Er musste „seine besten Bemühungen einsetzen, das Schiff zu bemannen“, indem er in der ganzen Stadt, in deren Nähe er lag, verlockende Plakate verteilte, auf denen allen, die eintreten wollten, „schnelle Beförderung, jede Menge Prämiengeld, kostenlose Verpflegung“ usw. versprachen. Außerdem wurde von ihm erwartet, dass er einen Treffpunkt in einer Seemannsschenke organisierte, wo der Kapitän und der Steuermann die Matrosen überreden konnten, mitzumachen. Manchmal konnte er jedem eintretenden Matrosen eine Prämie oder Geldprämie anbieten. Wenn weder zuckersüße Ankündigungen noch das Angebot eines Goldstücks Männer in den lebenden Tod auf einem Geschützdeck locken konnten, musste er auf die Presse zurückgreifen. Er schickte seine Boote nach Einbruch der Dunkelheit unter dem Kommando von Leutnants oder Steuermannsmaaten an Land, um die Bordelle und Seemannsschenken am Hafen zu durchsuchen. Alle Matrosen oder Seeleute, die man in diesen Verstecken antraf, wurden ihren Leibeigenen entrissen und an Bord gebracht. Oft mussten die Pressgangs kämpfen, um ihre Männer freizubekommen, denn manchmal eilten ihnen Frauen und Schläger zu Hilfe.

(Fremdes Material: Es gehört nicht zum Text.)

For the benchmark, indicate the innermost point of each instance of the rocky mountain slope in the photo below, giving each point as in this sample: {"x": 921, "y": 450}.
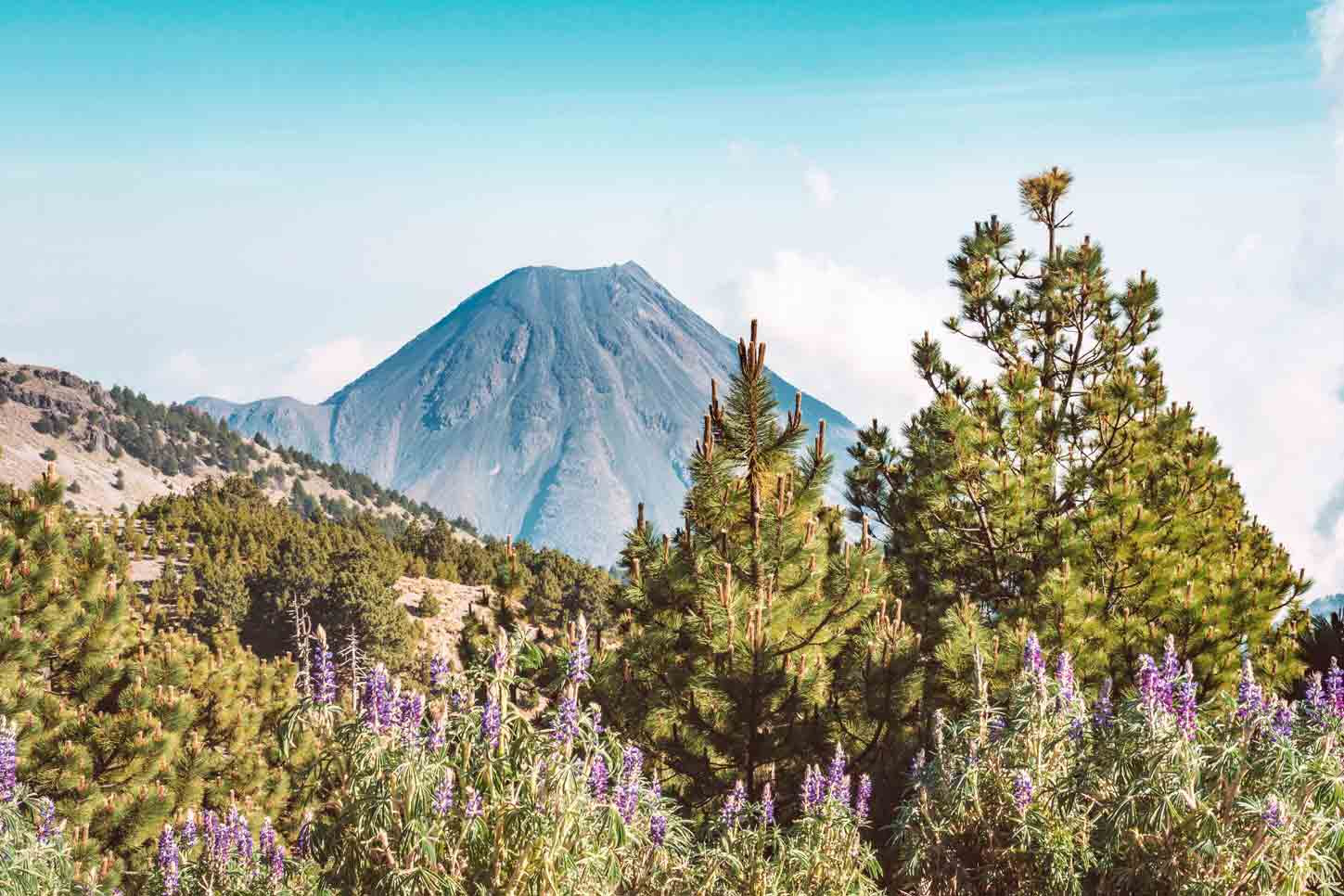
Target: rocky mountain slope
{"x": 117, "y": 449}
{"x": 544, "y": 406}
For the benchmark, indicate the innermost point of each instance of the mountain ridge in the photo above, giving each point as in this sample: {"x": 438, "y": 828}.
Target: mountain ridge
{"x": 544, "y": 406}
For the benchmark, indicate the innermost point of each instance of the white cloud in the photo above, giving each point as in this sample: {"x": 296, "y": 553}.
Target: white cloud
{"x": 1328, "y": 26}
{"x": 838, "y": 332}
{"x": 324, "y": 368}
{"x": 186, "y": 367}
{"x": 1322, "y": 285}
{"x": 819, "y": 185}
{"x": 1248, "y": 248}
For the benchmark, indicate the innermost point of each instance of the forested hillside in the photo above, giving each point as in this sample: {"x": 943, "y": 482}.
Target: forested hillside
{"x": 116, "y": 449}
{"x": 1044, "y": 647}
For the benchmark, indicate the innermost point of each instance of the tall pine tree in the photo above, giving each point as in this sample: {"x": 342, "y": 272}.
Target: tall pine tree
{"x": 734, "y": 625}
{"x": 1069, "y": 496}
{"x": 122, "y": 725}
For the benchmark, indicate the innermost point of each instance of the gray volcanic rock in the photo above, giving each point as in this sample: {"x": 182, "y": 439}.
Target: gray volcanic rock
{"x": 544, "y": 406}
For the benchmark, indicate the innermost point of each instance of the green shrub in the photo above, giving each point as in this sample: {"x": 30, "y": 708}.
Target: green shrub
{"x": 1148, "y": 794}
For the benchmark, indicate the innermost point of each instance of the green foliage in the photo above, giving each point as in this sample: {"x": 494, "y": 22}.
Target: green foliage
{"x": 727, "y": 664}
{"x": 175, "y": 438}
{"x": 32, "y": 863}
{"x": 254, "y": 562}
{"x": 473, "y": 799}
{"x": 120, "y": 724}
{"x": 1036, "y": 791}
{"x": 548, "y": 586}
{"x": 1066, "y": 494}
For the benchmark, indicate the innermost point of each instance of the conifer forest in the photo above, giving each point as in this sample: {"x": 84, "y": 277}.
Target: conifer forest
{"x": 1030, "y": 641}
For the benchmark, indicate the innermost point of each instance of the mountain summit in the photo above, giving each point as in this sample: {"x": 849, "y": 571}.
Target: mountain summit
{"x": 546, "y": 406}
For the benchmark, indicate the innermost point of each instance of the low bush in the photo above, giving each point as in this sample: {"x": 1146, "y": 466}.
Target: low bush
{"x": 1153, "y": 791}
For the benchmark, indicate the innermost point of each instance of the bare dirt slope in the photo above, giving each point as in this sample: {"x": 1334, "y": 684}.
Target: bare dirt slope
{"x": 87, "y": 453}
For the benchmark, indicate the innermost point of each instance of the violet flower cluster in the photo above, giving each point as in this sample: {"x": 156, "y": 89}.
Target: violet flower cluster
{"x": 323, "y": 674}
{"x": 8, "y": 761}
{"x": 168, "y": 860}
{"x": 1170, "y": 689}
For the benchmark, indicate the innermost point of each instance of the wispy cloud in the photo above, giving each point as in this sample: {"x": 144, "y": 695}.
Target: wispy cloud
{"x": 820, "y": 186}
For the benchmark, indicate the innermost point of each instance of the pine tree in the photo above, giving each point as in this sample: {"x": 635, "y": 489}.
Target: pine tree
{"x": 122, "y": 725}
{"x": 1068, "y": 496}
{"x": 733, "y": 626}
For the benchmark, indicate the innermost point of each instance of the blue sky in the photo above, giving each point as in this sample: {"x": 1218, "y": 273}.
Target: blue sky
{"x": 246, "y": 199}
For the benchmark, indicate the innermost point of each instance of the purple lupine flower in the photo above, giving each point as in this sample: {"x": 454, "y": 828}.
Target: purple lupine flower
{"x": 473, "y": 803}
{"x": 8, "y": 760}
{"x": 323, "y": 674}
{"x": 1065, "y": 676}
{"x": 1021, "y": 790}
{"x": 1031, "y": 659}
{"x": 443, "y": 794}
{"x": 658, "y": 829}
{"x": 566, "y": 721}
{"x": 861, "y": 803}
{"x": 439, "y": 672}
{"x": 1187, "y": 710}
{"x": 1104, "y": 712}
{"x": 838, "y": 784}
{"x": 578, "y": 662}
{"x": 304, "y": 845}
{"x": 266, "y": 839}
{"x": 813, "y": 790}
{"x": 598, "y": 776}
{"x": 1335, "y": 688}
{"x": 1149, "y": 683}
{"x": 1283, "y": 722}
{"x": 168, "y": 860}
{"x": 1250, "y": 698}
{"x": 47, "y": 821}
{"x": 733, "y": 805}
{"x": 1314, "y": 698}
{"x": 632, "y": 762}
{"x": 1171, "y": 672}
{"x": 491, "y": 723}
{"x": 437, "y": 734}
{"x": 1273, "y": 814}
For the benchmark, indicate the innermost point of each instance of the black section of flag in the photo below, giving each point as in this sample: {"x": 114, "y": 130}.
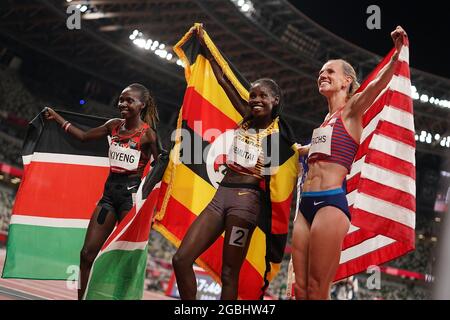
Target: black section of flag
{"x": 47, "y": 136}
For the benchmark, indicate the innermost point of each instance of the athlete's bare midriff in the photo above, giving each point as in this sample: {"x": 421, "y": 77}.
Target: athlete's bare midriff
{"x": 323, "y": 176}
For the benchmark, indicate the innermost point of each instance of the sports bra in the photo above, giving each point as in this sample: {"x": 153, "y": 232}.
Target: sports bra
{"x": 125, "y": 154}
{"x": 331, "y": 142}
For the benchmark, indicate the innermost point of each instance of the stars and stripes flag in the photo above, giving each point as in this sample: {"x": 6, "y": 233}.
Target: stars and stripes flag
{"x": 381, "y": 186}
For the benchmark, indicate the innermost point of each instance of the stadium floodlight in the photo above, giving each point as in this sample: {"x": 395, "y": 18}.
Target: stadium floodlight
{"x": 245, "y": 7}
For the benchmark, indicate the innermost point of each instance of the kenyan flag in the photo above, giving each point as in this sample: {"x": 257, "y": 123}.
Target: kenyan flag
{"x": 62, "y": 182}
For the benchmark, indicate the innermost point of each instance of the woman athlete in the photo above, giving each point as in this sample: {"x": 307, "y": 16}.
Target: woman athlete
{"x": 236, "y": 205}
{"x": 324, "y": 217}
{"x": 133, "y": 144}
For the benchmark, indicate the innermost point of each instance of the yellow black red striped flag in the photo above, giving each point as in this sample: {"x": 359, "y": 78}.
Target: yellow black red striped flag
{"x": 190, "y": 180}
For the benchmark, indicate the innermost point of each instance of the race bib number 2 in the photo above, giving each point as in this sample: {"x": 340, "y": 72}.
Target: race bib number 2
{"x": 124, "y": 158}
{"x": 321, "y": 141}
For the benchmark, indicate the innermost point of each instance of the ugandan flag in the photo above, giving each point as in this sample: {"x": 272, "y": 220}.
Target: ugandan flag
{"x": 63, "y": 180}
{"x": 206, "y": 118}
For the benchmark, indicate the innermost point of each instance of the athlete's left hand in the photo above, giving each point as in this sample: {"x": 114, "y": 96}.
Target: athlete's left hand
{"x": 398, "y": 36}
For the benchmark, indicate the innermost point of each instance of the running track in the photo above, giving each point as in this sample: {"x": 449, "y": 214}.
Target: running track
{"x": 19, "y": 289}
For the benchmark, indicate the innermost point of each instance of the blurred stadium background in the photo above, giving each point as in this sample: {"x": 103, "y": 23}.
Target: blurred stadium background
{"x": 42, "y": 63}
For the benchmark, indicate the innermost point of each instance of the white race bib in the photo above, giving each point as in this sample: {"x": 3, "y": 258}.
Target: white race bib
{"x": 243, "y": 154}
{"x": 124, "y": 158}
{"x": 321, "y": 141}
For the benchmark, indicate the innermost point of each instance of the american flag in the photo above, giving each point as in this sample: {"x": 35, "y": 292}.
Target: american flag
{"x": 381, "y": 187}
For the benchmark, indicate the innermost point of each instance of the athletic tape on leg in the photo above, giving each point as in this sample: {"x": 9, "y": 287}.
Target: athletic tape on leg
{"x": 102, "y": 216}
{"x": 238, "y": 236}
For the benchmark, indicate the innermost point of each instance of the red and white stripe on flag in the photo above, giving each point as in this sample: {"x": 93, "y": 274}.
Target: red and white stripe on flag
{"x": 381, "y": 185}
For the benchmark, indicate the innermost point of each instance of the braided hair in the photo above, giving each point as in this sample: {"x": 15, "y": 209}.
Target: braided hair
{"x": 276, "y": 92}
{"x": 149, "y": 114}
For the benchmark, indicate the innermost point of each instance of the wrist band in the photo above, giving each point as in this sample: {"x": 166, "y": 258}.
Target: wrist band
{"x": 66, "y": 126}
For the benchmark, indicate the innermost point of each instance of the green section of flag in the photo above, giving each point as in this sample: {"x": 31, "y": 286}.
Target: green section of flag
{"x": 43, "y": 253}
{"x": 128, "y": 266}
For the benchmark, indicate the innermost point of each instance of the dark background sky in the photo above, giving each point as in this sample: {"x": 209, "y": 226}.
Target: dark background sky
{"x": 426, "y": 22}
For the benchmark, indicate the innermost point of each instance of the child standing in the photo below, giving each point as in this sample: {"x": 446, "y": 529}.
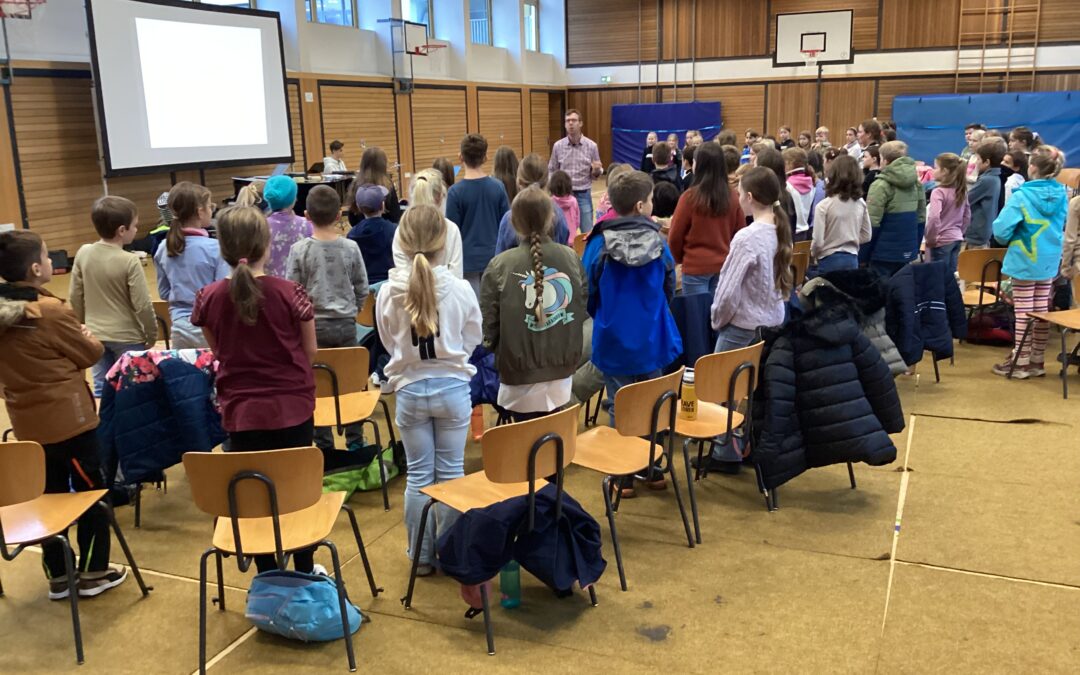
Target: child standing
{"x": 187, "y": 260}
{"x": 430, "y": 322}
{"x": 842, "y": 219}
{"x": 261, "y": 331}
{"x": 984, "y": 194}
{"x": 949, "y": 213}
{"x": 1033, "y": 224}
{"x": 286, "y": 228}
{"x": 544, "y": 283}
{"x": 476, "y": 203}
{"x": 562, "y": 193}
{"x": 332, "y": 270}
{"x": 374, "y": 234}
{"x": 631, "y": 281}
{"x": 108, "y": 288}
{"x": 898, "y": 206}
{"x": 43, "y": 356}
{"x": 754, "y": 283}
{"x": 705, "y": 219}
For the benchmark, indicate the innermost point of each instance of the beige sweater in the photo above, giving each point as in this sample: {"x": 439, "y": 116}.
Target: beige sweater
{"x": 110, "y": 296}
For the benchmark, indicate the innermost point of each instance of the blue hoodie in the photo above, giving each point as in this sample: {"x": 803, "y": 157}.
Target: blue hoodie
{"x": 631, "y": 280}
{"x": 1033, "y": 223}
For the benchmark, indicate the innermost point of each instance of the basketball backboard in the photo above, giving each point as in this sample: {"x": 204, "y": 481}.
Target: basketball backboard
{"x": 828, "y": 34}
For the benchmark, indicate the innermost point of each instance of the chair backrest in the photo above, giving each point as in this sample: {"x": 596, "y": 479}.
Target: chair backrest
{"x": 366, "y": 314}
{"x": 713, "y": 373}
{"x": 799, "y": 264}
{"x": 507, "y": 447}
{"x": 22, "y": 472}
{"x": 349, "y": 364}
{"x": 980, "y": 265}
{"x": 296, "y": 473}
{"x": 634, "y": 404}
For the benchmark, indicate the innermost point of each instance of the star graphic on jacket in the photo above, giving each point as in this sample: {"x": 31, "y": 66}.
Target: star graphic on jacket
{"x": 1026, "y": 242}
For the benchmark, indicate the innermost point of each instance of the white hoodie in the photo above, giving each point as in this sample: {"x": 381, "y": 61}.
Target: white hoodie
{"x": 447, "y": 352}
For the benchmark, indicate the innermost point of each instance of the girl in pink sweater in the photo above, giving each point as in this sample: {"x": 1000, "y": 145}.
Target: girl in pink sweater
{"x": 948, "y": 214}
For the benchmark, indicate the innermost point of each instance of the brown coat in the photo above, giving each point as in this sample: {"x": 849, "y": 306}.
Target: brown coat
{"x": 43, "y": 358}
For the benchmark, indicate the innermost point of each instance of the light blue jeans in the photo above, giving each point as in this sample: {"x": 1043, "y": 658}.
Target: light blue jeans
{"x": 433, "y": 418}
{"x": 111, "y": 354}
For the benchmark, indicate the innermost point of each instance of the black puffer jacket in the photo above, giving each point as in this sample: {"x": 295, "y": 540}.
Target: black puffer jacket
{"x": 825, "y": 397}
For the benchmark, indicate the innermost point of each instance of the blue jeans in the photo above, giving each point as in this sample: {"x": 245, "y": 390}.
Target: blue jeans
{"x": 700, "y": 283}
{"x": 433, "y": 418}
{"x": 585, "y": 206}
{"x": 838, "y": 260}
{"x": 949, "y": 253}
{"x": 728, "y": 338}
{"x": 111, "y": 354}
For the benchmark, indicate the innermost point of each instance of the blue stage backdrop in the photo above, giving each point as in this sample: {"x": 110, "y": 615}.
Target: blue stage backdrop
{"x": 934, "y": 124}
{"x": 632, "y": 123}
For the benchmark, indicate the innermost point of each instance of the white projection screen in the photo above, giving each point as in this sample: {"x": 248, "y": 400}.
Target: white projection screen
{"x": 186, "y": 85}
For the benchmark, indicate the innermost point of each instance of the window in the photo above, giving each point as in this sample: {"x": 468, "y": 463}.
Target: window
{"x": 480, "y": 22}
{"x": 531, "y": 18}
{"x": 338, "y": 12}
{"x": 421, "y": 12}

So mancher mutige Leutnant erlitt bei diesen Zusammenstößen Kratzer an der Wange oder ein Haarriss, und so mancher mutige Tarrybreek erlitt einen Schädelbruch.
Die Banden nahmen auf diesen Ausflügen nie Schusswaffen mit, sondern begnügten sich mit Knüppeln und Prügel (z. B. gespickt mit hölzernen Nägeln). Sie trugen im Allgemeinen Entermesser, aber „eher aus Majestät, um den Feind in Erstaunen zu versetzen“, als zum tatsächlichen Gebrauch. Pressgangs richteten unter den Schiffern und Hafenarbeitern großes Chaos an. In erster Linie wurde von ihnen erwartet, Matrosen und Seeleute gefangen zu nehmen, aber „ein Kriegsschiff verweigerte nichts wie ein Galgen“, und jeder Landsmann leistete seinen Dienst. Sie waren zumindest „sterbliche Menschen“ und konnten eine Kugel genauso gut abfeuern oder Pulver nachfüllen wie alle anderen. Marryat erwähnt ein Schiff, dessen Besatzung aus neunzehn Nationen bestand und das etwa siebenundfünfzig verschiedene Berufe ausübte. Schneider, kleine Handwerker, Straßenbummler, sie alle waren Freiwild. Sie wurden zu den Booten gebracht und an Bord geschickt und bei Protesten mit einem Knüppel auf den Kopf geschlagen.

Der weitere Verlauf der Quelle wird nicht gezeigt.